On the issue of writer E. Jean Carroll’s recent sexual assault allegation against him, Donald Trump didn’t have a particularly good Monday.
While he told The Hill that “it never happened,” he also said that “with great respect … she’s not my type.”
You can probably guess which quote got more play in the media.
If you want to play the public relations game here, however, the major consolation for the president is that Carroll had a much worse Monday.
In an interview with Anderson Cooper on CNN — something that should have been an easy P.R. win for the Elle columnist, given the events of earlier in the day — Carroll described the alleged event with Trump as a “fight” rather than “rape” and insisted that “people” think rape is “sexy,” leading Cooper to cut to a commercial.
In case you’re coming late to the story: Carroll claimed, in an excerpt from her new book published in New York Magazine last week, that Trump sexually assaulted her some time during the mid-1990s when she was working at Bergdorf Goodman in New York City.
In the excerpt, Carroll claims that Trump “lung[ed]” at her in a dressing room as she was helping him pick out lingerie, forcibly kissing her and then pushing her against a wall, trying to pull her clothing off.
“I am astonished by what I’m about to write: I keep laughing. The next moment, still wearing correct business attire, shirt, tie, suit jacket, overcoat, he opens the overcoat, unzips his pants, and, forcing his fingers around my private area, thrusts his penis halfway — or completely, I’m not certain — inside me. It turns into a colossal struggle,” Carroll wrote.
“I am wearing a pair of sturdy black patent-leather four-inch Barneys high heels, which puts my height around six-one, and I try to stomp his foot. I try to push him off with my one free hand — for some reason, I keep holding my purse with the other — and I finally get a knee up high enough to push him out and off and I turn, open the door, and run out of the dressing room.”
During the interview on CNN Monday, the now-75-year-old Carroll insisted there was nothing “sexual” about her alleged encounter with Trump, insisting she didn’t feel victimized.
“I was not thrown on the ground and ravaged,” Carroll said.
“The word rape carries so many sexual connotations. This was not sexual. It just hurt.”
“I think most people think of rape as a violent assault,” Cooper said, haltingly.
“I think most people think of rape as being sexy,” Carroll said in response. “They think of the fantasies.”
“We’re just going to take a quick break, if you can stick around,” Cooper said, with evident unease.
“You’re fascinating to talk to,” Carroll said, eliciting a nervous laugh from Cooper.
Anderson Cooper went straight to commercial right after this comment. pic.twitter.com/hkM7KCYw71
— Cameron Cawthorne (@Cam_Cawthorne) June 25, 2019
I’m sure Cooper felt similarly about her — although not for reasons Carroll might appreciate, in both senses of the word.

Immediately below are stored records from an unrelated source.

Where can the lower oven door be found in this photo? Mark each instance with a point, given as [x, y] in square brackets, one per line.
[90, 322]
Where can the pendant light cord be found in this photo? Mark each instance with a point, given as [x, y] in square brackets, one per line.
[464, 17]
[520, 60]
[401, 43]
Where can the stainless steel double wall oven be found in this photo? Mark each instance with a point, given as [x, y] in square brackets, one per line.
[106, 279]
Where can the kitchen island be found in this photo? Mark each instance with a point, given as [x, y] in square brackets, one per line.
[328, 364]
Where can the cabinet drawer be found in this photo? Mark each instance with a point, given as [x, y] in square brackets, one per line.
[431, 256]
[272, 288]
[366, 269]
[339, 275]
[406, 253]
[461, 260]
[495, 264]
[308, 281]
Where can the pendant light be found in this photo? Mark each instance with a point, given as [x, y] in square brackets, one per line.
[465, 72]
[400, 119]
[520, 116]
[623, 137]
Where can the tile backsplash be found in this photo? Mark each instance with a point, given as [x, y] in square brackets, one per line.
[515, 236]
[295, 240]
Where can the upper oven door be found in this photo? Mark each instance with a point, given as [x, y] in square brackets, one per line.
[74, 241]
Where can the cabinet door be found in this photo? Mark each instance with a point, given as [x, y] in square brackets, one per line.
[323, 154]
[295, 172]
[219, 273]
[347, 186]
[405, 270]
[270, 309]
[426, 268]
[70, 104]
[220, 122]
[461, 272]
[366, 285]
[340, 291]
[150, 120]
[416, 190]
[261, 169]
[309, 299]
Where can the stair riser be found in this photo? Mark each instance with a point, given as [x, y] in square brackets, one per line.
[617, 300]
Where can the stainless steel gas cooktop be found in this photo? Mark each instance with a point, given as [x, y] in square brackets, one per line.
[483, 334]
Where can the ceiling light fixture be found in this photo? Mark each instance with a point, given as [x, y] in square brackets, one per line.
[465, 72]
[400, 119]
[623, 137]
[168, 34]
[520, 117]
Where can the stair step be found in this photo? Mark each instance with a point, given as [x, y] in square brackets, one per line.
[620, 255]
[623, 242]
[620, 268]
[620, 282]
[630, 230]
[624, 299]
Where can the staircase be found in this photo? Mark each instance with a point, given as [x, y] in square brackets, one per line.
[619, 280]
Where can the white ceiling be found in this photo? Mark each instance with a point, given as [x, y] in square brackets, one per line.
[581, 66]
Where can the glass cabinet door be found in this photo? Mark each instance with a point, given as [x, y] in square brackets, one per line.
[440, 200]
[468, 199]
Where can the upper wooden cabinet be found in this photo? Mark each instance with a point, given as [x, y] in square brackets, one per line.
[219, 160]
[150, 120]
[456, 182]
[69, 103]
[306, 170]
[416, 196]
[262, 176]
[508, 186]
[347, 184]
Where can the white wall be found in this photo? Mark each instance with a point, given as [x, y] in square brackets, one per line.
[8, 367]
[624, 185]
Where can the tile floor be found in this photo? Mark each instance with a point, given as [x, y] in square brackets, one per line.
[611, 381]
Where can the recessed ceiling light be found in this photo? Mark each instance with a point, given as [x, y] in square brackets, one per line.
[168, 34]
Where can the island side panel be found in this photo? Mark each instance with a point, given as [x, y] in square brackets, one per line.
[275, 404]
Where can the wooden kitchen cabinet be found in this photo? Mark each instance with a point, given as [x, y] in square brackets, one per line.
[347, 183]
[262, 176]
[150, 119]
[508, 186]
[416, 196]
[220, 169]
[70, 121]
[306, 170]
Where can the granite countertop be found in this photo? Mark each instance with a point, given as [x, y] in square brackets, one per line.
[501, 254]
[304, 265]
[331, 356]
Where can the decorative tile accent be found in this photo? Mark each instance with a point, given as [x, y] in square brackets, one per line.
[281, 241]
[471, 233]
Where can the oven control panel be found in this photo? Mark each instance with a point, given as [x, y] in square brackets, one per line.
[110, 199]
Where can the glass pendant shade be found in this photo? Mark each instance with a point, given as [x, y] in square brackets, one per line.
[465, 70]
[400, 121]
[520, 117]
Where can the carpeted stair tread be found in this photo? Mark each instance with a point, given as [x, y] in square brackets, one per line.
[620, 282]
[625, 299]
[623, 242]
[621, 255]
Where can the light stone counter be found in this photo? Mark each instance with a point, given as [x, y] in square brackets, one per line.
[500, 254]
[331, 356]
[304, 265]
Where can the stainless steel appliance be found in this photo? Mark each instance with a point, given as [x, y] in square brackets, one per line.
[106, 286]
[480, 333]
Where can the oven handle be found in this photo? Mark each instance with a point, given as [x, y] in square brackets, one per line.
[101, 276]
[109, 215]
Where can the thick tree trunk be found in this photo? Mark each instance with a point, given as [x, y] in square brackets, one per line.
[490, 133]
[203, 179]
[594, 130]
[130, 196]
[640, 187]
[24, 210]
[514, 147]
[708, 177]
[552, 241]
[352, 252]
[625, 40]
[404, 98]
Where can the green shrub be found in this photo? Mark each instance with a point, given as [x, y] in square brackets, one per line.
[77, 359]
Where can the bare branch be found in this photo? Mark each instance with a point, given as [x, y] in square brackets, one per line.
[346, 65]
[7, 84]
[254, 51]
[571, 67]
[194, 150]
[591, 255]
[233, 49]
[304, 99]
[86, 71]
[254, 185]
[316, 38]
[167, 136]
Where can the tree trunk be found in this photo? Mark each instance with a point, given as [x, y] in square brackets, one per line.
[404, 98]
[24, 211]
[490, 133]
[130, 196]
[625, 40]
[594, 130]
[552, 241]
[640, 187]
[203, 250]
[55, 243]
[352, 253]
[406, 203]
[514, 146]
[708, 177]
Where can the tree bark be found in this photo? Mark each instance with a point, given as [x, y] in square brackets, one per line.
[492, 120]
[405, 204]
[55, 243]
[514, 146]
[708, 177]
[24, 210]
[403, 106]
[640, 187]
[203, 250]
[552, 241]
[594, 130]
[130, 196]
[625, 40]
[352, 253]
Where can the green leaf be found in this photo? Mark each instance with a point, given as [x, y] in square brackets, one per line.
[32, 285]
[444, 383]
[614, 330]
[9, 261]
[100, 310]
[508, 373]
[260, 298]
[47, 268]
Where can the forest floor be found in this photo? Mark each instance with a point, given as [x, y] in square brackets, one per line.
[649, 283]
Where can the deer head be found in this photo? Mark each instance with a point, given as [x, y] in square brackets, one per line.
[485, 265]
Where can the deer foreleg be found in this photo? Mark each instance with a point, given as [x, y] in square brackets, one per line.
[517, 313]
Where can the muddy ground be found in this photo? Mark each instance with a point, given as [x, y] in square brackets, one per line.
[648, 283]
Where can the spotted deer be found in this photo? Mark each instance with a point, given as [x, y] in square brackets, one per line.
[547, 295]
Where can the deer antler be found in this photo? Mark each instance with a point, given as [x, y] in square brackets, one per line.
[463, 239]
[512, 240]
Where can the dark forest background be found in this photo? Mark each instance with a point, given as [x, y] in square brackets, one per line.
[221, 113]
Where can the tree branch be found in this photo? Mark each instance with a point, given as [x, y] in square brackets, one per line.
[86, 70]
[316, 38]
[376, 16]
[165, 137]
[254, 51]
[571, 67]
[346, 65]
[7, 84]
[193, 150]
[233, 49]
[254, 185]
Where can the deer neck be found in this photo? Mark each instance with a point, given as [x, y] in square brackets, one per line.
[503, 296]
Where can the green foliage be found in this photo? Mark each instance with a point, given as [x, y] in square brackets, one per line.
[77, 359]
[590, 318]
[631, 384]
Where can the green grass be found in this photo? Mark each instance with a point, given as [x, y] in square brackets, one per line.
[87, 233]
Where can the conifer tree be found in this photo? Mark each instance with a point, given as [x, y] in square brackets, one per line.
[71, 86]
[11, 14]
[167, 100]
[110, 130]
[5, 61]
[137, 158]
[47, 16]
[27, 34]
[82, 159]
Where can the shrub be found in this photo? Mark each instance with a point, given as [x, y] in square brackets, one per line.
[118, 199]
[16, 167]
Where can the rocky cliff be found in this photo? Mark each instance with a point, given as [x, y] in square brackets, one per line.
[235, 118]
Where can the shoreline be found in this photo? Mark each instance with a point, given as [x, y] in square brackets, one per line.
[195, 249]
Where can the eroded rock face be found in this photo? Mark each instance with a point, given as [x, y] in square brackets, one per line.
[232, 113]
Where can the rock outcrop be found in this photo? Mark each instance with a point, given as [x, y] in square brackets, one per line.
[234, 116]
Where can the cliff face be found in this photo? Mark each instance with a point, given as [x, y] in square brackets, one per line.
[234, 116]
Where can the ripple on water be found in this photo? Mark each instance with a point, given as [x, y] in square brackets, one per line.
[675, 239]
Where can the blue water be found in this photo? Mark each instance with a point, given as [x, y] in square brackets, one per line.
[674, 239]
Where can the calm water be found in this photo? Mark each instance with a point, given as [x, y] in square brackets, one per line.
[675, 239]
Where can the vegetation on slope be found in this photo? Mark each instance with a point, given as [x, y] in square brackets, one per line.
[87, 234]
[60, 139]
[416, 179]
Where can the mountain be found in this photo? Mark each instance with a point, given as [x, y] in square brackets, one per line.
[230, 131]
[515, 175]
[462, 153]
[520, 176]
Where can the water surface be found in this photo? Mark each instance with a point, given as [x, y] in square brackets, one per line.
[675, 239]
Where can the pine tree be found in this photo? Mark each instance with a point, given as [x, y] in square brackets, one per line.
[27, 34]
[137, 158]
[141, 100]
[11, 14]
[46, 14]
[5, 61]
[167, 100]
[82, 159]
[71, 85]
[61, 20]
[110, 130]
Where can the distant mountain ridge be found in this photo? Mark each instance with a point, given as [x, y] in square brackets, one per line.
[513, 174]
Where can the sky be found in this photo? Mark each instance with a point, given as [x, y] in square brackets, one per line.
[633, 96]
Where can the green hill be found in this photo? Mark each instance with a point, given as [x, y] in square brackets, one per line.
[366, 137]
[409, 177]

When this story broke, I noted that while I don’t pretend to have some sort of special knowledge on a sexual assault allegation that isn’t bequeathed unto the general public, I can spot red flags as well as anyone else.
Carroll has been a public figure for well over a quarter-century now. She would have been by far the most prominent of Trump’s accusers during the 2016 election cycle (porn stars represented by loud-mouthed attorneys might make for more headlines than credibility). She’s generated at least some mention on the campaign trail for 2020 already.
But her decision to make allegations against the president instead came as the advance press for her new book “What Do We Need Men For?: A Modest Proposal.”
To this red flag we can now add this interview with Cooper in which Carroll’s attitudes about the incident — and indeed about what constitutes rape in general — are so bizarre as to cast further doubt upon her story, blowing huge holes in it.
Without being a woman and without having been sexually victimized, I think most women would know when they’ve been sexually victimized.
What Carroll is describing is victimization, it meets the definition of sexual assault and it certainly isn’t “sexy.”
I don’t think I’m alone in this estimation. If you don’t believe me, just watch Anderson Cooper squirm.